OSAKA — Fourteen years after opening and a year after its second runway was completed, Kansai airport is still struggling to survive as canceled flights and political clashes with local and central government officials leave the airport’s future up in the air.
Since opening on Sept. 4, 1994, the number of flights annually has fluctuated, dropping to a low of 100,000 in 2003 and then rising to about 129,000 in 2007, thanks primarily to an aggressive marketing campaign in China and Asia that has attracted more passenger and cargo flights.
The number of passengers, however, has remained fairly constant since 2002, when nearly 17 million people used the airport. In 2007, that dropped to about 16.7 million.
When the second runway opened in August 2007, local government and business officials immediately began pushing for central government funding to turn the airport into a major international cargo hub.

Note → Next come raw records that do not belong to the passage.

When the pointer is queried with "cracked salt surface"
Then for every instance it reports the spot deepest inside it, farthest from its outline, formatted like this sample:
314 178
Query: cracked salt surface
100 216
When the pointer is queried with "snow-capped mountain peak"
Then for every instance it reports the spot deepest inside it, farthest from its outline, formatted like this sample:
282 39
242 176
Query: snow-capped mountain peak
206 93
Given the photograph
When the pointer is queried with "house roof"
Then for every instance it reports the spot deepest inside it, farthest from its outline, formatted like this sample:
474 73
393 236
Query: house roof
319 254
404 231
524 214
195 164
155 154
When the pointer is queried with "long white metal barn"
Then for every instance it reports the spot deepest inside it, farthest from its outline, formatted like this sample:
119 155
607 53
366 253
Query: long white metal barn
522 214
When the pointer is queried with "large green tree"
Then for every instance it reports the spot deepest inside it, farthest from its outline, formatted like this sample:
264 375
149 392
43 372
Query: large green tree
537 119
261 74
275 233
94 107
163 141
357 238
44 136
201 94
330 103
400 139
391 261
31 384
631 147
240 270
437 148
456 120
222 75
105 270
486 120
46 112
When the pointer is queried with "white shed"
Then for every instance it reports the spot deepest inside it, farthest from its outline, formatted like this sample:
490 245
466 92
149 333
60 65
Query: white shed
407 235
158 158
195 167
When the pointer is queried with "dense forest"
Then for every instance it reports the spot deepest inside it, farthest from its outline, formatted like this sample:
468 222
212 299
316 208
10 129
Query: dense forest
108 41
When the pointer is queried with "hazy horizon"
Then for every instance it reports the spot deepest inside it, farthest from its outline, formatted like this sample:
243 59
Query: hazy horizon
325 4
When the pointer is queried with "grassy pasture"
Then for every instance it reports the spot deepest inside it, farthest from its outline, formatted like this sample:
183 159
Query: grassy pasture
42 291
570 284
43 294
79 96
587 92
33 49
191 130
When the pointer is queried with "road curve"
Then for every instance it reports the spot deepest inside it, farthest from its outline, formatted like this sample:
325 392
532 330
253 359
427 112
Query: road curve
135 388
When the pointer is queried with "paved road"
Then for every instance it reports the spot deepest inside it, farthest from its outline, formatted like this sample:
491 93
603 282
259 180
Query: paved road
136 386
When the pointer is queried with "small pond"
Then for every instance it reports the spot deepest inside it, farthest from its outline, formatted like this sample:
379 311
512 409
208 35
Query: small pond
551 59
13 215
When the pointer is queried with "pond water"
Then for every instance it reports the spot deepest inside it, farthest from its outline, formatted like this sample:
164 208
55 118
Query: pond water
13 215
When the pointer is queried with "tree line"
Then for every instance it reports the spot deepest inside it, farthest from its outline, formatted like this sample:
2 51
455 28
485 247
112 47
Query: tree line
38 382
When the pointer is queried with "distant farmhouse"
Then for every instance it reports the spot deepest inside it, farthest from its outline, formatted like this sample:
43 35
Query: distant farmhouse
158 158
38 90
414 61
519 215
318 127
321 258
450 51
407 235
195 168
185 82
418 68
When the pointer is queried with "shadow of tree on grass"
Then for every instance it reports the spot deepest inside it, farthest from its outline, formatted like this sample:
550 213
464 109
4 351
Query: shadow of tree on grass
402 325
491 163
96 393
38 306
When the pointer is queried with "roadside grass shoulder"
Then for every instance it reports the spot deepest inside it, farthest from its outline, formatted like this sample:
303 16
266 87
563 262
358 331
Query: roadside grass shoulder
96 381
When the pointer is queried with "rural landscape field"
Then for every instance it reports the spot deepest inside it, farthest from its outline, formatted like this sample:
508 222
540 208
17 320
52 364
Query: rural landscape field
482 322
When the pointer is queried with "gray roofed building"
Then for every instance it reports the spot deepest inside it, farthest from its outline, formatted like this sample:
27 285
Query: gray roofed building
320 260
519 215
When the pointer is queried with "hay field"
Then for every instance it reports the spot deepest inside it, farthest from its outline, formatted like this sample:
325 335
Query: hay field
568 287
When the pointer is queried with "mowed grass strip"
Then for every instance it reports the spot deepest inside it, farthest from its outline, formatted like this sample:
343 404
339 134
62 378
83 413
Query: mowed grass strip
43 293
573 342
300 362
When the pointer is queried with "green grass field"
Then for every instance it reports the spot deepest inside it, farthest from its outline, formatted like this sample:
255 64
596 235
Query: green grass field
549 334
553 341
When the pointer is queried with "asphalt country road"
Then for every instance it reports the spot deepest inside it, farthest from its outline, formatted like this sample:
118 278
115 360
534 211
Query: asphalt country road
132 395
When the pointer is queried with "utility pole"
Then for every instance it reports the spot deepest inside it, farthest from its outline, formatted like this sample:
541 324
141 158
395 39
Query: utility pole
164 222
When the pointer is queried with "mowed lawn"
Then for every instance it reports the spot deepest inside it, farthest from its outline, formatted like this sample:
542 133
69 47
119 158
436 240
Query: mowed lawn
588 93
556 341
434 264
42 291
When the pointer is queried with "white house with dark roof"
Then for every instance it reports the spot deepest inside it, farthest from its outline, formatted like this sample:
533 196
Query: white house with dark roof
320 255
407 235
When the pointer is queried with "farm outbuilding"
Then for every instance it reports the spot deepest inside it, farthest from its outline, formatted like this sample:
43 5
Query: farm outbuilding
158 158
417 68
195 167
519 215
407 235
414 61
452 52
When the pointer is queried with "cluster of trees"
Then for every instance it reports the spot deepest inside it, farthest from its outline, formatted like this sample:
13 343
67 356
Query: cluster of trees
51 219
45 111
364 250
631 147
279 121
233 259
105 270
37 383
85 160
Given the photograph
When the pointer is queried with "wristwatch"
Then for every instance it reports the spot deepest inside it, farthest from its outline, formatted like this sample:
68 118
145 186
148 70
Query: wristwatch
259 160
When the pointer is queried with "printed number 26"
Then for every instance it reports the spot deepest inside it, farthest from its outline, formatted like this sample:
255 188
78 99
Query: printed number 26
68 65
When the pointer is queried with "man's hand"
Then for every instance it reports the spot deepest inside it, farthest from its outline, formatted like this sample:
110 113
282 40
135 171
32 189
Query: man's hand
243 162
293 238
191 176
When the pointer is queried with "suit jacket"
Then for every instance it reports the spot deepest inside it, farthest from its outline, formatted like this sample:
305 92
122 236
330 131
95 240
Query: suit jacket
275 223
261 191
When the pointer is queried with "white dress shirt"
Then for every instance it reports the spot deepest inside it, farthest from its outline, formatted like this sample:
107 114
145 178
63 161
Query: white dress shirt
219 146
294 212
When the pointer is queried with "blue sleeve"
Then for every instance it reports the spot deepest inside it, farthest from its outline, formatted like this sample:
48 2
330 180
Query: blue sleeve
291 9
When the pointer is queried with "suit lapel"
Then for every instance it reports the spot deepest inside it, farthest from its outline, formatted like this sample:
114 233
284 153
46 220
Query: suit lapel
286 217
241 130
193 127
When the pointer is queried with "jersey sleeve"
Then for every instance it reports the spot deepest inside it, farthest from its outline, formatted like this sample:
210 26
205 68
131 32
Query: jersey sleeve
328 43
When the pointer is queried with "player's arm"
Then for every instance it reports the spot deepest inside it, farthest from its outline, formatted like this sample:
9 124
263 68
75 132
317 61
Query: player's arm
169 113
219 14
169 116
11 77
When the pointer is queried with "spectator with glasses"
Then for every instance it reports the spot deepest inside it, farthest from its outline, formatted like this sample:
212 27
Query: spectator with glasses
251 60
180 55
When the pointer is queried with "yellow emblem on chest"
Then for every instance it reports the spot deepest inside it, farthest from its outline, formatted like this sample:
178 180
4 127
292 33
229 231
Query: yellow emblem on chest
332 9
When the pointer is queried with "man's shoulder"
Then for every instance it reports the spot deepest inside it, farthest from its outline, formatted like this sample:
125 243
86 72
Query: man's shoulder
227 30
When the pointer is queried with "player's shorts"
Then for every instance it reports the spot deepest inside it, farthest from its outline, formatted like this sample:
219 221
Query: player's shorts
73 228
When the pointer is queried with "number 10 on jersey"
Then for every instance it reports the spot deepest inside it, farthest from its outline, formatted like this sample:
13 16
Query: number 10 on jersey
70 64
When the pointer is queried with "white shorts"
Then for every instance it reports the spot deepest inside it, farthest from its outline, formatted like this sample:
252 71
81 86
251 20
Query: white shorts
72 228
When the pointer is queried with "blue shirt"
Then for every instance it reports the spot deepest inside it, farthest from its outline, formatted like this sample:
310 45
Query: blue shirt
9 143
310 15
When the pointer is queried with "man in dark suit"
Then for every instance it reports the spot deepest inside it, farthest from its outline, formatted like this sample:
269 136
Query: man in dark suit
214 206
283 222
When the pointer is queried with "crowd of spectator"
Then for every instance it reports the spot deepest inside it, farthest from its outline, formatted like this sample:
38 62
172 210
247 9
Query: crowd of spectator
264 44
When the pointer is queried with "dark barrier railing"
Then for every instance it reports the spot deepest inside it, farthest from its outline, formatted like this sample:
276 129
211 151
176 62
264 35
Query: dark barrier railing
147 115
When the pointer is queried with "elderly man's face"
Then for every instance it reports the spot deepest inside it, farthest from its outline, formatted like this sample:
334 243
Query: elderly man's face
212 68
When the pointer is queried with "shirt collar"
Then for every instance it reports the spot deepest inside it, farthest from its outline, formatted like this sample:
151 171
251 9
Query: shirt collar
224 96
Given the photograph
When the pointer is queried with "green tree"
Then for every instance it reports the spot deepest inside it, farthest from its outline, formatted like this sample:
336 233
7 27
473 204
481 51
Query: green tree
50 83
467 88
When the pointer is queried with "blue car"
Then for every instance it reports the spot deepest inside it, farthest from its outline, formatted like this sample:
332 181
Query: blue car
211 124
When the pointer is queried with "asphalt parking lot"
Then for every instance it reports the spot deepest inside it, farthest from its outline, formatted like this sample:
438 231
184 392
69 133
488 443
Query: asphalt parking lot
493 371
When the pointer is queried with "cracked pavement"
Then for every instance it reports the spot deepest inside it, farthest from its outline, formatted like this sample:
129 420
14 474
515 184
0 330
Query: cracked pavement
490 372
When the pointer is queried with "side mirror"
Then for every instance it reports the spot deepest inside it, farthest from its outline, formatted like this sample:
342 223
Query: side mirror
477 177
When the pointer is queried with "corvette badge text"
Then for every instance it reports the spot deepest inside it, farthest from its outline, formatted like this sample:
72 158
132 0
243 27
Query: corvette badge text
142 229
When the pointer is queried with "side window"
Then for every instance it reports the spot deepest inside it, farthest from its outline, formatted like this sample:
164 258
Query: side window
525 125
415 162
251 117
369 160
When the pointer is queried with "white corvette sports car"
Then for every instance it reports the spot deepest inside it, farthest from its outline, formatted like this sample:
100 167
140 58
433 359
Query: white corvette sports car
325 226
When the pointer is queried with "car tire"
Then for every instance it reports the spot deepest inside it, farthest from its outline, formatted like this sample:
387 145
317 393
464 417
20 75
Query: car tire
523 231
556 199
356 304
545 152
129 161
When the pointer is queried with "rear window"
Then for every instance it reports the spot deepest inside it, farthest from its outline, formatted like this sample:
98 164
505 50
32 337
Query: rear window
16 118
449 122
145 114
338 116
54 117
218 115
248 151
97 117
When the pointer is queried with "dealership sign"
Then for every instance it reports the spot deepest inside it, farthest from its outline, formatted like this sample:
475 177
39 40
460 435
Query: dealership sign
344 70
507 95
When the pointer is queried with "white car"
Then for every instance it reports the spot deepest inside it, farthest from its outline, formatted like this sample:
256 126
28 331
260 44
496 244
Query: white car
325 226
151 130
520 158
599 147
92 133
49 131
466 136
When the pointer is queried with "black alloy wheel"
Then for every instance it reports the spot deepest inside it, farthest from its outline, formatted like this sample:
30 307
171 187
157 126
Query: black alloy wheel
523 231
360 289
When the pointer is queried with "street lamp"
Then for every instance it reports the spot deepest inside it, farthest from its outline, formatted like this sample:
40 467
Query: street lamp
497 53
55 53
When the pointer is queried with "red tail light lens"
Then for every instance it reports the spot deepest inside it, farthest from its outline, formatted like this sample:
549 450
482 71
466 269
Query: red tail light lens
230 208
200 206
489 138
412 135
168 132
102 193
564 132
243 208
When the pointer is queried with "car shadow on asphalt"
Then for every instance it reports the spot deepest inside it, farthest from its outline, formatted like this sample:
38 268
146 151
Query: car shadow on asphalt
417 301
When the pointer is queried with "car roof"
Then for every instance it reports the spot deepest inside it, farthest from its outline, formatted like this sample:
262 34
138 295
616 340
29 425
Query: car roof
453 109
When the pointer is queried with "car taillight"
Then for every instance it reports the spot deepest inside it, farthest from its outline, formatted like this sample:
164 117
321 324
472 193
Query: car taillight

Like passenger flights, cargo flights were also fluctuating. In fiscal 2006, freight flights to Kansai airport totaled 14,582 and declined to 18,448 in fiscal 2007. In terms of tonnage, the airport’s high was 972 million tons of cargo in 2000. This later dropped to 767 million tons in 2002 and 847 million tons in 2007.
Sets of plans were drawn up that called for construction of state-of-the-art cargo facilities to compete with other domestic airports, as well as Incheon airport in South Korea and Shanghai airport.
But by the time the second runway opened, Kansai airport had failed to attract the annual 135,000 flights local officials had promised.
“Kansai airport has become the worst possible fiasco for a region with 14 million people, who are now paying for the mistakes made by airport’s management over the past 14 years, especially the construction of a second runway that was unnecessary,” said Ray Kruger of Academy Travel, an Osaka-based travel agency. “The high landing fees and operating costs have driven many carriers away and unless costs are reduced soon, Kansai airport will continue to lose business.”
Critics, both in Kansai and Tokyo, wondered how the airport would be able to compete for cargo flights with other, cheaper regional airports in Asia, given its already high operating costs, which they feared would become higher with a new runway to pay for.
“We recognize there is a need to lower landing fees at Kansai airport to compete internationally,” said Shuichi Kaneko, deputy general manager of the Kansai Association of Corporate Executives. “But lowering landing fees needs to occur within the larger debate about how to reform Kansai airport operations and what the role of (the) Kansai (region’s) other airports should be.”
The issue of the region having three airports has been quite contentious.
After years of controversy and local criticism in Tokyo and internationally that it was unnecessary, the domestic-only Kobe airport, which is almost within sight of Kansai airport, opened in February 2006.
Including domestic-only Itami airport, Kansai now had three major airports all competing for business in a shrinking market.
The situation worsened this summer when, due to soaring fuel costs, All Nippon Airways and Japan Airlines announced they would reduce flights to Kansai airport.
Most flights set to be abolished or suspended were domestic. But JAL’s Kansai to London service, the only daily direct flight from the Kansai region to the U.K., also faced the ax.
Enter Osaka Gov. Toru Hashimoto, who made several trips to Tokyo with airport officials to plead with ANA and JAL to keep their flights going and to lobby the central government to fund plans to build a major cargo hub.
Thanks to the lobbying by the outspoken governor and many area residents, JAL decided to hold off suspension of the London service.
But in late July, Hashimoto returned from a trip to Tokyo angry at what he saw as a lack of a national airport strategy at the transport ministry.
The governor suggested it was time to close Itami airport, which he has no authority over. The comment riled the governors of neighboring Hyogo and Kyoto prefectures, and prompted then transport minister Tetsuzo Fuyushiba to call the 38-year-old Hashimoto a political amateur.
Relations between Osaka Prefecture, other Kansai local governments and the transport ministry worsened late last month when it was revealed the ministry had no interest in funding local plans to turn Kansai airport into a major cargo hub, as it was not seeking funding for such plans in the 2009 fiscal budget.
The business community was shocked and angered by the ministry’s decision. The Kansai Association of Corporate Executives warned that failure to turn Kansai airport into a cargo hub would result in further loss of business to the benefit of other Asian airports.
“The reason for the ministry’s decision not to seek funding has to do with the airport’s failure to reach 135,000 takeoffs and landings annually by this fiscal year as originally promised. This is because of a decrease in passengers. But cargo flights have increased by 150 percent over the past two years,” the association said in a press statement.
The battle is not yet over. Japan’s chaotic political situation has made it uncertain what kind of funding the government will approve for Kansai airport next fiscal year.
But with high fuel costs causing higher ticket prices and flight cutbacks, fears are growing that more passengers in Kansai and west Japan will opt for the shinkansen for domestic travel or find better, cheaper international travel deals by flying out of Itami via Narita or Incheon.